Indian techie spots Chandrayaan-2's crashed lander on lunar surface
The techie located the debris on the moon's south pole by using the US space agency's images
After three months of frantic search, a Nasa satellite has found the Indian Vikram lander, which crashed on the lunar surface in September. It was a techie from Chennai of India who found the debris of the moonlander.
The techie, Shanmuga Subramanian (Shan), a mechanical engineer and a computer programmer, located the debris on the moon's south pole by using the US space agency's images.
Shanmuga took the lunar images from Nasa's Lunar Reconnaissance Orbiter (LRO) and studied them for weeks to locate the debris of the lander.
Upon locating the debris, Shanmuga contacted the LRO project with a positive identification of debris, with the first piece found about 750 metres north-west of the main crash site.
Authenticating his discovery, Nasa's deputy project scientist (LRO mission) John Keller wrote to Shanmuga – thanking him on his finding and confirming the matter.
Shanmuga was also given credit for his observation oh the Nasa and ASU pages.
Later, confirming the news to the world, Nasa tweeted about finding Vikram lander and attached a photo of the impact site.
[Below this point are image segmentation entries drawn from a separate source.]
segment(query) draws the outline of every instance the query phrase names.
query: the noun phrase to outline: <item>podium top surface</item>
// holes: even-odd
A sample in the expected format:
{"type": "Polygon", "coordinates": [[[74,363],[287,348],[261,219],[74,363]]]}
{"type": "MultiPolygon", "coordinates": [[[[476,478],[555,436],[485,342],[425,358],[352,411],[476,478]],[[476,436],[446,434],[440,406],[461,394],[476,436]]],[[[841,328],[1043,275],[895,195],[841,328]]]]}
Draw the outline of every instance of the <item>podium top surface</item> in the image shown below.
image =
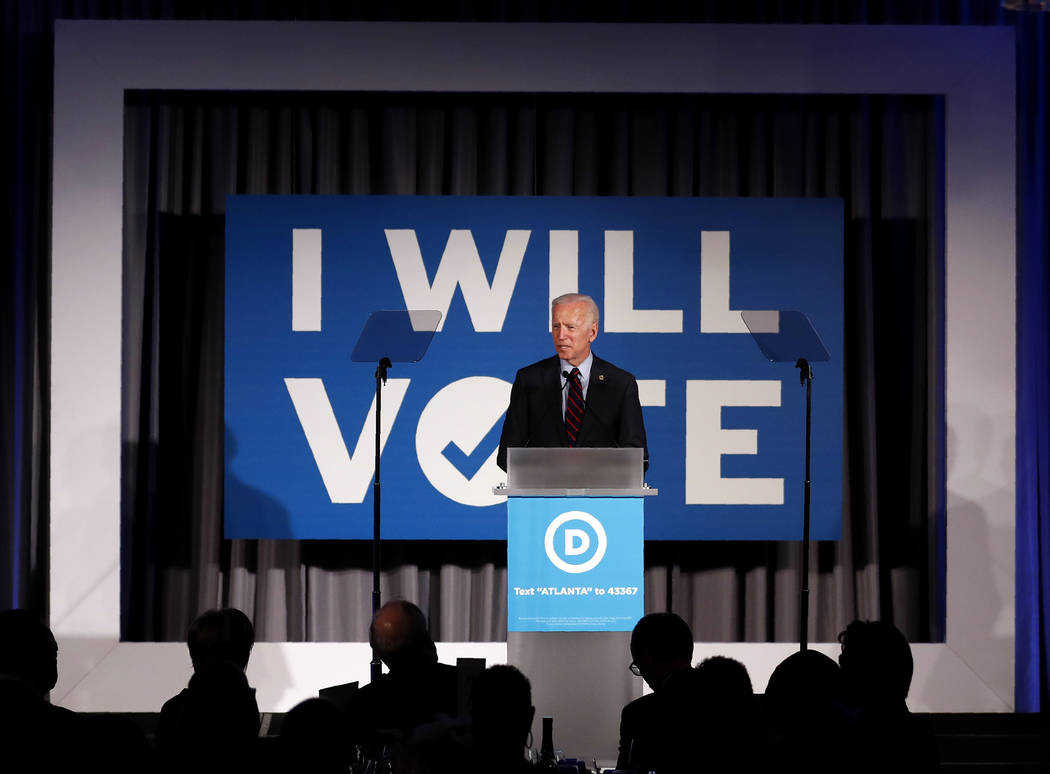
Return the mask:
{"type": "Polygon", "coordinates": [[[642,497],[643,449],[525,447],[507,449],[503,495],[642,497]]]}

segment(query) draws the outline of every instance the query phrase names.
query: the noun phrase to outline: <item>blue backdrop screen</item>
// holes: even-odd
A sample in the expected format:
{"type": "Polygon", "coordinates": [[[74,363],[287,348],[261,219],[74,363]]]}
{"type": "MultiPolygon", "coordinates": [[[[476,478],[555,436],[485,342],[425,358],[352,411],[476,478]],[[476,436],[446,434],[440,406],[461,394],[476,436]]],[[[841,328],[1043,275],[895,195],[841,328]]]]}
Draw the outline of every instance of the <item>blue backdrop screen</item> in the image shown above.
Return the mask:
{"type": "MultiPolygon", "coordinates": [[[[804,312],[813,536],[842,520],[842,203],[794,198],[231,196],[228,538],[372,535],[377,310],[436,310],[382,394],[383,537],[505,539],[496,465],[514,372],[553,354],[550,298],[592,295],[594,352],[638,379],[649,540],[801,537],[805,394],[741,319],[804,312]]],[[[790,348],[789,348],[790,349],[790,348]]]]}

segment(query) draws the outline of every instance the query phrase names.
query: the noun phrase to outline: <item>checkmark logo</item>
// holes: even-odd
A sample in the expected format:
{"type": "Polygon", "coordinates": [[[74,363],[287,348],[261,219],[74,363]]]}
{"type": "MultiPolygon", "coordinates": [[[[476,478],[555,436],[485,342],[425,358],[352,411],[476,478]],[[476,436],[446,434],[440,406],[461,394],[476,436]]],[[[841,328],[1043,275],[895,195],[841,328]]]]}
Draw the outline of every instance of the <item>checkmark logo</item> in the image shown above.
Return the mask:
{"type": "Polygon", "coordinates": [[[468,376],[430,398],[416,428],[416,454],[426,480],[464,505],[498,505],[492,487],[506,481],[496,448],[510,384],[491,376],[468,376]]]}
{"type": "Polygon", "coordinates": [[[463,474],[463,478],[472,479],[478,475],[478,470],[481,469],[488,456],[492,454],[492,449],[499,445],[502,426],[501,418],[501,421],[494,424],[481,443],[474,448],[463,448],[459,441],[452,440],[441,449],[441,454],[457,470],[463,474]]]}

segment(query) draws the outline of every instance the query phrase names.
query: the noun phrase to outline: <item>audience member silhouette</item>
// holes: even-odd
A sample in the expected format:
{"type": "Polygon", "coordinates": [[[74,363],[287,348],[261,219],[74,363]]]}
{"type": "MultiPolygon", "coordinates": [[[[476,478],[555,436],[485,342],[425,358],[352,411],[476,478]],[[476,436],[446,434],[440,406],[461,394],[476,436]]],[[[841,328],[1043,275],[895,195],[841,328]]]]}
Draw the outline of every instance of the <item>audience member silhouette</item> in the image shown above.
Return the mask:
{"type": "Polygon", "coordinates": [[[846,726],[835,660],[812,649],[792,653],[770,675],[764,709],[771,757],[816,772],[841,770],[846,726]]]}
{"type": "Polygon", "coordinates": [[[255,642],[239,610],[208,610],[186,639],[193,675],[161,708],[156,746],[171,769],[244,766],[254,754],[259,712],[245,670],[255,642]]]}
{"type": "Polygon", "coordinates": [[[911,648],[892,624],[854,621],[839,634],[843,699],[854,771],[937,769],[931,730],[907,708],[911,648]]]}
{"type": "Polygon", "coordinates": [[[346,772],[353,750],[346,746],[350,720],[327,698],[308,698],[285,715],[280,755],[286,771],[346,772]]]}
{"type": "Polygon", "coordinates": [[[675,683],[690,677],[693,632],[673,612],[650,613],[631,632],[631,671],[653,693],[634,699],[621,712],[616,768],[648,772],[658,768],[669,744],[672,703],[662,696],[676,695],[675,683]]]}
{"type": "Polygon", "coordinates": [[[422,610],[404,600],[386,603],[372,621],[369,642],[390,672],[351,695],[354,742],[375,754],[438,715],[456,716],[458,672],[438,663],[422,610]]]}
{"type": "Polygon", "coordinates": [[[714,655],[680,681],[669,727],[669,765],[665,771],[764,771],[766,733],[755,705],[751,676],[735,658],[714,655]],[[688,690],[681,690],[682,687],[688,690]],[[682,725],[682,721],[688,725],[682,725]]]}
{"type": "Polygon", "coordinates": [[[508,665],[486,669],[470,692],[474,757],[487,771],[529,770],[524,753],[534,715],[528,677],[508,665]]]}
{"type": "Polygon", "coordinates": [[[0,749],[4,769],[18,759],[27,768],[65,768],[84,755],[82,718],[47,700],[58,682],[58,654],[55,636],[36,613],[0,612],[0,749]]]}

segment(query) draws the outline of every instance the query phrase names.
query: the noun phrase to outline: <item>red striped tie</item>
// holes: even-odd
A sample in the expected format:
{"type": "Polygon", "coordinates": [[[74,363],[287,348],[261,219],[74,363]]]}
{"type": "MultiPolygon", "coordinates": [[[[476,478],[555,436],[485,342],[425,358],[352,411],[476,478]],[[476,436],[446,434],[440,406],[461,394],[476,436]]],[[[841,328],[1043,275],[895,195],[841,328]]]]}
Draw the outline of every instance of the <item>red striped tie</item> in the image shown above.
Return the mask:
{"type": "Polygon", "coordinates": [[[576,445],[580,425],[584,421],[584,388],[580,381],[580,369],[569,372],[569,395],[565,399],[565,431],[569,434],[569,445],[576,445]]]}

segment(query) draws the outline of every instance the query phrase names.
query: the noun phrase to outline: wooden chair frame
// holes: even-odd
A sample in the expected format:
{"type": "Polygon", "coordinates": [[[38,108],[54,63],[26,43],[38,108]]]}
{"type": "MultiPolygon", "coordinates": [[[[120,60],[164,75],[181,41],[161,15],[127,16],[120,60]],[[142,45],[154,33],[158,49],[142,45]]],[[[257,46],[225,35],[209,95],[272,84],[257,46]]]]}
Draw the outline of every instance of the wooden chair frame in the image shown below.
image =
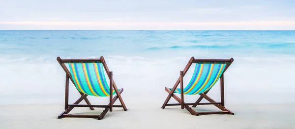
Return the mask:
{"type": "Polygon", "coordinates": [[[165,100],[163,106],[162,106],[162,108],[164,109],[166,106],[177,106],[177,105],[180,105],[182,109],[185,108],[192,115],[199,116],[200,115],[206,115],[206,114],[232,114],[234,115],[234,113],[232,111],[230,111],[229,109],[226,108],[224,106],[224,73],[227,69],[227,68],[230,66],[230,65],[232,64],[232,63],[234,62],[234,59],[231,58],[230,60],[223,60],[223,59],[195,59],[194,57],[192,57],[187,63],[187,64],[183,69],[183,71],[180,71],[180,76],[178,79],[177,80],[175,85],[170,90],[167,87],[165,88],[165,90],[166,92],[167,92],[169,94],[167,97],[166,99],[165,100]],[[223,72],[222,73],[221,76],[220,77],[220,97],[221,97],[221,102],[217,102],[210,97],[209,97],[207,95],[207,93],[210,91],[210,90],[199,95],[201,96],[199,99],[195,102],[195,103],[184,103],[184,97],[183,97],[183,76],[187,71],[188,69],[192,64],[193,63],[198,63],[200,62],[211,62],[212,64],[214,63],[218,63],[220,62],[226,62],[229,63],[227,64],[223,72]],[[178,86],[179,84],[180,84],[180,98],[179,98],[177,96],[174,94],[174,91],[175,91],[177,87],[178,86]],[[173,97],[174,99],[175,99],[179,103],[172,103],[172,104],[168,104],[168,101],[171,98],[171,97],[173,97]],[[206,103],[200,103],[202,99],[203,98],[205,98],[207,100],[208,100],[210,102],[206,103]],[[215,106],[220,109],[220,110],[222,110],[222,111],[219,112],[197,112],[195,110],[193,110],[191,107],[189,106],[189,105],[193,105],[192,107],[195,107],[198,105],[214,105],[215,106]]]}
{"type": "Polygon", "coordinates": [[[61,59],[59,57],[58,57],[57,60],[62,67],[62,69],[64,70],[66,73],[65,75],[65,102],[64,102],[64,110],[65,111],[62,112],[58,116],[59,119],[62,118],[64,117],[83,117],[83,118],[98,118],[98,120],[100,120],[103,118],[104,116],[107,114],[108,111],[112,112],[113,111],[113,107],[122,107],[124,111],[127,111],[127,108],[124,103],[124,101],[121,97],[121,94],[123,92],[123,88],[121,88],[119,91],[115,83],[114,79],[113,78],[113,72],[110,71],[107,64],[104,60],[103,56],[100,57],[100,59],[61,59]],[[84,94],[82,92],[79,92],[81,95],[81,97],[78,98],[76,101],[75,101],[72,104],[69,104],[69,80],[70,80],[73,84],[74,81],[71,73],[67,67],[64,64],[66,63],[70,62],[95,62],[95,63],[101,63],[103,65],[105,70],[106,71],[107,74],[108,75],[109,78],[110,79],[110,91],[113,91],[113,88],[115,90],[115,92],[117,94],[114,97],[113,97],[113,94],[110,94],[110,103],[108,105],[92,105],[87,98],[88,95],[84,94]],[[116,102],[117,99],[118,98],[120,102],[121,103],[120,105],[114,105],[114,103],[116,102]],[[87,104],[78,104],[83,99],[85,100],[87,104]],[[68,113],[72,110],[75,107],[89,107],[91,110],[94,110],[94,107],[101,107],[105,108],[103,111],[99,115],[74,115],[74,114],[68,114],[68,113]]]}

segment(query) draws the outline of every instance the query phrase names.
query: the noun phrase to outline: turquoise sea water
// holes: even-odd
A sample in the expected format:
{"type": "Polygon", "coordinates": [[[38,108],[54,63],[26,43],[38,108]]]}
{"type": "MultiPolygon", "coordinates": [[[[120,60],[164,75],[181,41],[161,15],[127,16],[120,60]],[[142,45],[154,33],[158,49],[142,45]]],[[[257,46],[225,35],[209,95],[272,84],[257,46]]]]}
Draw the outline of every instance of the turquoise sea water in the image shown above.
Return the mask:
{"type": "MultiPolygon", "coordinates": [[[[130,103],[152,101],[151,94],[162,102],[192,56],[234,58],[225,75],[228,103],[295,102],[295,31],[0,31],[0,104],[62,103],[57,57],[101,56],[130,103]]],[[[216,100],[218,86],[210,91],[216,100]]]]}

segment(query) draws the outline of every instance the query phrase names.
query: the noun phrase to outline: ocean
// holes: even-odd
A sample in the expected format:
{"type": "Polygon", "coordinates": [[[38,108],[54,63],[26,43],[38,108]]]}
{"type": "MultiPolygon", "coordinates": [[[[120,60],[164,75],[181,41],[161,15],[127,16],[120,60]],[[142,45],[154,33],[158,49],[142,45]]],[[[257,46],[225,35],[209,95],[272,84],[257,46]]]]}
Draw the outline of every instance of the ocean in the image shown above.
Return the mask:
{"type": "MultiPolygon", "coordinates": [[[[160,107],[164,88],[174,86],[191,57],[234,59],[224,74],[226,104],[295,102],[295,31],[0,31],[0,105],[63,104],[65,74],[57,57],[102,56],[124,88],[127,107],[160,107]]],[[[208,94],[216,100],[219,82],[208,94]]],[[[79,94],[70,87],[71,102],[79,94]]],[[[185,101],[198,97],[185,96],[185,101]]],[[[89,97],[94,103],[108,99],[89,97]]]]}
An image of moon with blue and green dots show the impact point of Vikram and an associated debris field.
Blasting off in July, India had hoped with its Chandrayaan-2 mission to become the fourth country after the US, Russia and China to make a successful moon landing, and the first on the lunar south pole.
The main spacecraft, which remains in orbit around the moon, dropped the unmanned lander Vikram for a descent that would take five days, but the probe went silent just 2.1km above the surface.
Days after the failed landing, the Indian Space Research Organization said it had located the lander, but had not been able to establish communication.